"Reporting" on the David Coppedge Trial, Time Magazine Joins the JPL Legal Team
Why bother having a trial at all? Reporting for Time magazine, Jeffrey Kluger read through the pre-trial briefs by David Coppedge's lawyer, William Becker, and from the Jet Propulsion Lab legal team. He obtained the documents by going on the National Center for Science Education website and clicking on the appropriate links.
If Kluger set foot in the Los Angeles courtroom last week, talked with anyone involved or even read about what happened there, you'll find no indication of it.
That is the extent of his reporting and, based on it, he concludes that NASA's JPL is justified in its own version of the events at issue. As Kluger sees it, Coppedge in interactions with coworkers was indeed "overbearing," "prickly," a "pain," who "pushed his religion" on others. JPL was right to demote and then fire him:
Groups like the intelligent design community are not always free to pick their poster children, and it's unfortunate for them that Coppedge is one of theirs.
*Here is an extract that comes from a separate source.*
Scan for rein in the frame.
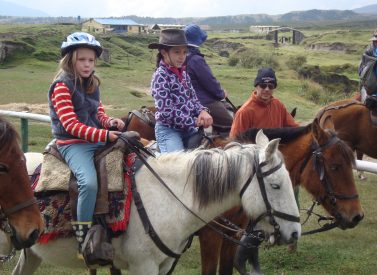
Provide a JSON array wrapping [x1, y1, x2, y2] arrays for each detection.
[[247, 154, 300, 242], [123, 107, 156, 131], [316, 100, 364, 119], [0, 164, 37, 263], [300, 135, 359, 235]]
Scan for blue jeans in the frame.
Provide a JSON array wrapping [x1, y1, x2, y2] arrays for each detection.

But let's see here. The judge on the case, Ernest Hiroshige, read through the same documents and chose not to dismiss the suit as a nuisance. On the contrary, at the rate the trial is proceeding, owing to Hiroshige's careful, studious pace, this is going to consume probably five weeks of his life. A busy man, Judge Hiroshige obviously felt there was enough substance to Coppedge's complaint to justify hearing him out along with all the other principal players in the drama, weighing the evidence including the crucial personal testimony, and then drawing a conclusion.
The matter boils down to two alternative pictures of David Coppedge, presented respectively by Becker and by JPL. He was either a competent employee modestly sharing ideas with colleagues who turned on him when, in all innocence, he stepped on a landmine (intelligent design); or he was a difficult, not entirely competent employee, "so persistent, and...so judgmental" that supervisors finally lost patience with him.
The truth could also lie somewhere in between, though Coppedge has to show that he was penalized specifically for his pro-ID views (misunderstood by willfully ignorant colleagues as "religion"). It's a complicated case. Finding the facts is exactly what Hiroshige has undertaken to do, and what Time declines to do, preferring to automatically assume the validity of JPL's defense.
So Kluger leaves his readers uninformed of basic aspects of the case. In this morning's testimony, for example, Becker explored with Coppedge the sudden nosedive that Coppedge's employee evaluations took soon after a co-worker informed on him to supervisor Greg Chin for sharing a pro-intelligent design DVD. In a March 2, 2009, meeting, Chin shouted at him to "stop pushing his religion."
Up to that point, Coppedge's job reviews had been overwhelmingly positive. It's only after March 2, 2009, that his evaluations turned negative. JPL will have to show that there is no connection between the business about intelligent design and his being penalized with a demotion from his previous role as "team lead" of the SAs (systems administrators) on the Cassini Saturn mission.
Win or lose, JPL's attorneys will have a devil of a time avoiding the conclusion, by any fair observer or reporter, that JPL implicitly enforces conformity of speech and opinion among its employees. The place sounds positively Stalinist.
Thus, no one complained directly to David Coppedge about his loaning of videos to them. People who came out of the woodwork to complain did so only after the fact, during a star chamber-like investigation launched by Chin with an assist from Human Resources. In the investigation, Coppedge wasn't allowed to see specific accusations in order to rebut them and was informed of his demotion on the same day he received his written warning.
Meanwhile, as soon as he was told to stop talking about ID, he did. This was notwithstanding the fact that JPL at this point had suppressed pro-ID speech by Coppedge even as it never, ever imposed any limitation on anti-ID speech, which flourished in nasty abundance.
Jeffrey Kluger could have shared with his readers some of these wrinkles in JPL's smooth narrative. He chose not to do so.